Oleh Sayed Muhammad Husen 


Walaupun hari libur, Ahad, 26 Desember 2004 pagi, saya tetap bersiap-siap lebih cepat meninggalkan rumah kerena berperan sebagai Ketua Panitia Pelaksana Sosialisasi Ekonomi Syariah MPU Aceh. Sejak sehari sebelumnya, hal ini telah saya bicarakan rencana ini dengan istri tercinta, Nour Izmi Nurdin (Mimi). 

Ahad pagi itu sekitar pukul 7.45 Wib saya diantar Mimi dengan sepeda motor menuju Gedung ICMI Jalan ST Mansursyah, tempat acara berlangsung. Saya datang lebih awal, sebab banyak hal perlu disiapkan seperti pengaturan ruangan dan pemasangan spanduk. Dari Gampong Alue Deah Tengoh, Kecamatan Meuraxa, Banda Aceh, kami melewati jalan Ramasetia, jalan KH Ahmad Dahlan, jalan Imam Bonjol, lalu belok ke jalan Tgk Di Baroh. 
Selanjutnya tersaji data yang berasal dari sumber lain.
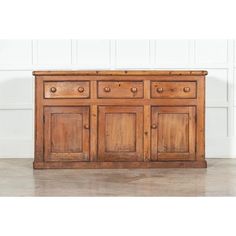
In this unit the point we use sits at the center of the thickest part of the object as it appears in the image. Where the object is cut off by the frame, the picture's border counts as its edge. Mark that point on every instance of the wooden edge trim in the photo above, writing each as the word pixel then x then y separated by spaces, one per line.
pixel 124 72
pixel 115 165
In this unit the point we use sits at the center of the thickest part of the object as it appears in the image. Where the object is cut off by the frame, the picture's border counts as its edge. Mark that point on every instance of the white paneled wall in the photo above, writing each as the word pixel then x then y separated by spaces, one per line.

Di jalan terakhir ini saya sudah janji dengan toko foto copy untuk ambil makalah yang sudah kami pesan foto copy sejak kemarin. Toko itu pun belum buka. Kami terus melewati jalan M Jam munuju Gedung ICMI. Jarak rumah kami dengan Gedung ICMI hampir dua kilometer. 

Begitu kami tiba di bawah pohon besar halaman Gedung ICMI, gempa besar pun tiba-tiba menguncang. Saya turun dari sepeda modor yang mesinnya belum saya matikan, lalu merangkul istri sambil berjaga-jaga jika ada dahan pohon besar itu berjatuhan. Gempa berikutnya menyusul. Saya rangkul Mimi untuk sedikit bergeser, supaya tidak berada di bawah pohon besar itu. Mimi pun duduk di dekat meriam tua yang dipajang di halaman Gedung ICMI. Mimi saya mohon lebih tenang dan berhati-hati, karena dia sedang hamil tiga bulan untuk anaknya yang ketiga. Saya dan Mimi tidak meraga “terganggu” akibat gempa. 

Tak ada firasat apapun. Tidak ada bangunan yang runtuh di sekitar kami. Masjid pendopo Gubernur Aceh yang berjarak 200 meter dari kami masih utuh. Demikian juga gedung Museum negeri, tidak rontok. Kami kembali fokus pada rencana yang telah disusun. Mimi kembali pulang ke rumah. Saya hanya menitip pesan, supaya kue kotak untuk snack acara workshop di ICMI yang sedang disiapkan di rumah dapat diantar pukul 10.00 Wib. Rupanya Allah mentakdirkan inilah pertemuan saya yang terakhir dengan Mimi. Saya tidak tahu Mimi pulang ke rumah melewati jalan mana. Saat saya tinggalkan rumah, adik-adik (Nour Isna Nurdin dan Nour Leni Nurdin) dibantu Bunda (Hj Djamilah Sandang) dan Tati Baya sedang mengisi kue dan aqua dalam 80 kotak yang sudah disiapkan sejak semalam. 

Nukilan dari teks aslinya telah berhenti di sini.